Não se argumente que o Poder Constituinte, enquanto momento anterior e supremo de qualquer Constituição, seja o fundamento da supremacia constitucional, e a razão da rigidez. A idéia de Poder Constituinte pode ser realmente o fundamento, mas enquanto fundamento ideológico, ou justificativa, nada mais é do que uma hipótese, e não uma realidade a ser seguida. Quando se analisa a história das Constituições rígidas observa-se uma vastidão de hipóteses de idêntico valor, a justificar a existência de obstáculos à transformação da Constituição, enquanto instância superior às outras disposições legislativas.
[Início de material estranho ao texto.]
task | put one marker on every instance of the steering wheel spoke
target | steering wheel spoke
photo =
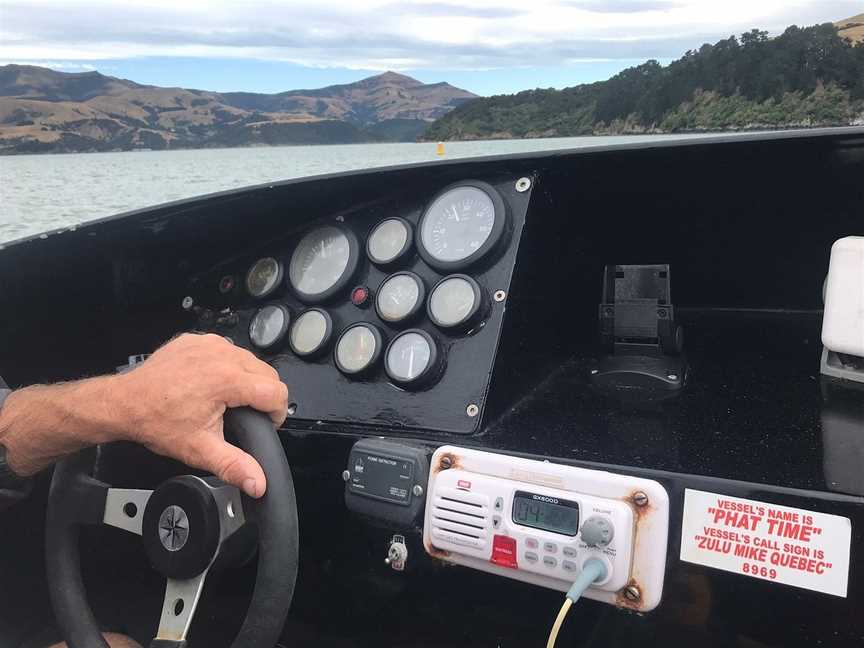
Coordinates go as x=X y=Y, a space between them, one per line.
x=178 y=609
x=124 y=508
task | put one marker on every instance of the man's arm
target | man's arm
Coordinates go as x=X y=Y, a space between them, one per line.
x=172 y=403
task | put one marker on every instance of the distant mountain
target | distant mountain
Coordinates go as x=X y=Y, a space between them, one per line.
x=811 y=76
x=852 y=28
x=42 y=110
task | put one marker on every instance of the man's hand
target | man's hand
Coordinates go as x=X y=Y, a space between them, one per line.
x=172 y=404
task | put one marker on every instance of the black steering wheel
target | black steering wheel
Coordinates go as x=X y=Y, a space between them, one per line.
x=184 y=524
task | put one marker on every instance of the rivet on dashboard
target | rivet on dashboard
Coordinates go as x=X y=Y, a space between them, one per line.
x=640 y=498
x=632 y=593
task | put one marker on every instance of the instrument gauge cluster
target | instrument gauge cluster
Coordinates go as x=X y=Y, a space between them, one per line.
x=426 y=271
Em especial, sobre o Poder Constituinte enquanto autoridade suprema, Manoel Gonçalves Ferreira Filho desvenda a mítica do instituto. Escrevendo sobre a criação de Sièyes conclui que:

Nota-se, por um lado, seguindo a maneira de raciocinar desse tempo, um raciocínio hipotético. Parte da hipótese do estado de natureza – como o fizeram antes dele Hobbes, Locke e Rousseau – passa pelo pacto que forma a sociedade (o pacto social), para, a partir desta, fazer surgirem os representantes

“extraordinários”, dotados do Poder Constituinte – do poder de estabelecer a Constituição, garantia necessária da ordem social.
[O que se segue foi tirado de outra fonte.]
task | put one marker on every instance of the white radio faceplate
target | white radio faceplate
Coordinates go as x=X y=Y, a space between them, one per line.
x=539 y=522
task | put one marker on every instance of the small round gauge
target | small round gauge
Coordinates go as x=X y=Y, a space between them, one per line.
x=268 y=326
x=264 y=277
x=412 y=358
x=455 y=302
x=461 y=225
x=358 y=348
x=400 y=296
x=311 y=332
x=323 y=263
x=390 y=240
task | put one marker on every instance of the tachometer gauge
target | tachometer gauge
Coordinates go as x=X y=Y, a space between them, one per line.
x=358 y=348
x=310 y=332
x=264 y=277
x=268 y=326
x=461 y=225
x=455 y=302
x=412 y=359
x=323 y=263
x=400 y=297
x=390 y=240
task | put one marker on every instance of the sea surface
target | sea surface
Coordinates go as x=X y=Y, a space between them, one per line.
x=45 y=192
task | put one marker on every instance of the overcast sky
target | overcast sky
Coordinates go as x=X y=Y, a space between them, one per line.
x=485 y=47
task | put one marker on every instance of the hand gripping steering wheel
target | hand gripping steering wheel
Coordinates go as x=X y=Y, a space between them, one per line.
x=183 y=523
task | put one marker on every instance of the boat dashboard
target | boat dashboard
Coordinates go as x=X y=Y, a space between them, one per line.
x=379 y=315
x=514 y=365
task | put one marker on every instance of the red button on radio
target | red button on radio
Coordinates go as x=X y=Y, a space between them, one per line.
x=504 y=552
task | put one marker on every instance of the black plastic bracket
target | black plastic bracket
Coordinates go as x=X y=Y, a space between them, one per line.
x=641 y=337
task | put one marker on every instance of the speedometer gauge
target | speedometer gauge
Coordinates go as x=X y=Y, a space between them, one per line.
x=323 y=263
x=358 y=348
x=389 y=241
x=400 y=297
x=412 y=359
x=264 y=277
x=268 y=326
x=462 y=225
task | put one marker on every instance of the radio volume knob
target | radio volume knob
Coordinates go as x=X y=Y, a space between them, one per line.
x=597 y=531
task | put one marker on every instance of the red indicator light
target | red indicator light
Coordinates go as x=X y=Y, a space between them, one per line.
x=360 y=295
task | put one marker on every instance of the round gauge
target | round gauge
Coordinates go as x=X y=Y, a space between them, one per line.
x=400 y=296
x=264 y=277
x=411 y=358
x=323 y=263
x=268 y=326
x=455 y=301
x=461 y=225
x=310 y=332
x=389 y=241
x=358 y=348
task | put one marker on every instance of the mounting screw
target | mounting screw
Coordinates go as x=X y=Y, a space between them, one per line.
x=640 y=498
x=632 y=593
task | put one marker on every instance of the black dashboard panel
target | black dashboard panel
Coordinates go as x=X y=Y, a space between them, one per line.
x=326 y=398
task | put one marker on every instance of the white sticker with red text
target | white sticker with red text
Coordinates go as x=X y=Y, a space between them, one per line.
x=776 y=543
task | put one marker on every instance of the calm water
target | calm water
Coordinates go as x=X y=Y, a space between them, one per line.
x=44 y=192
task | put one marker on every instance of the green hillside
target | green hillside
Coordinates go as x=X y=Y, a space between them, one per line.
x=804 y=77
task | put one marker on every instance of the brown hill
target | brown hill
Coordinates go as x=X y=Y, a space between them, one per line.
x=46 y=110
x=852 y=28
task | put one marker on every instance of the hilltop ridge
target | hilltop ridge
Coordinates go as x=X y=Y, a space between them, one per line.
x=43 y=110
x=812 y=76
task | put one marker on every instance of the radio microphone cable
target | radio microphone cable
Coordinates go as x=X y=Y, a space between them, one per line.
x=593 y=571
Evidentemente, não pretende fixar um modelo a ser rigidamente seguido. Tanto que aponta que de qualquer modo que a sociedade queira, manifesta-se o seu Poder Constituinte. Aliás, se assim não fosse, a sua doutrina seria inaplicável à França, pois esta evidentemente não vivia em estado de natureza.
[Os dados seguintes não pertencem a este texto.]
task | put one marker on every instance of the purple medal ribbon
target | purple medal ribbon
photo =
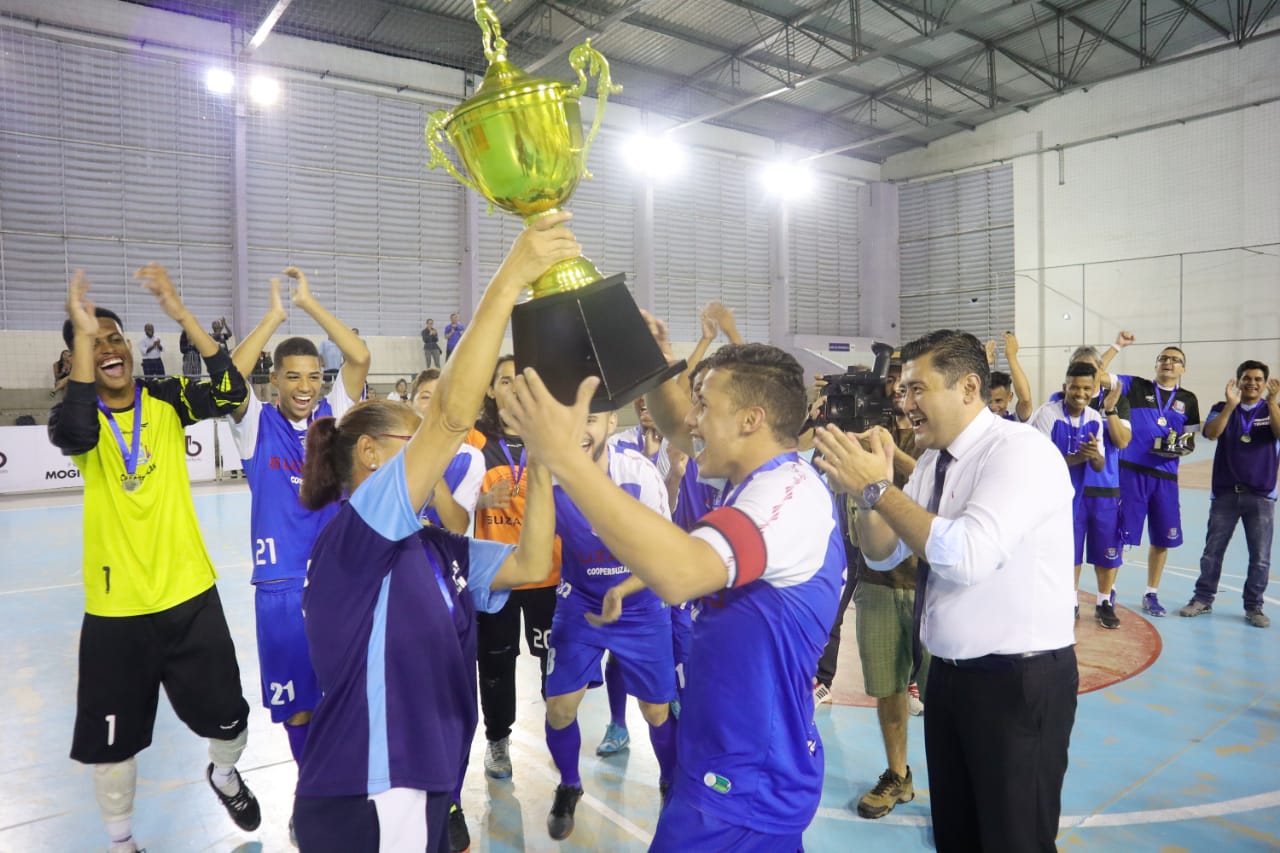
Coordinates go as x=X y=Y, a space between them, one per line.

Por outro lado, se da doutrina redunda a supremacia da Constituição em relação aos poderes constituídos, dela não resulta que o constituinte de hoje possa opor obstáculos materiais – cláusulas “pétreas” – ao constituinte de amanhã. Sem

dúvida, admite que haja a definição de procedimentos especiais, já que isto é indispensável para a supremacia da Constituição em relação aos referidos poderes constituídos, mas só isto [grifo nosso]201.

É pertinente destacar que a discussão aqui colocada não é cerebrina. É da supremacia da Constituição que nascerá a justificativa para o debate sobre os diversos obstáculos à transformação das Constituições Rígidas. Sendo a supremacia um atributo daquelas, impende analisar os seus obstáculos enquanto um de seus elementos intrínsecos.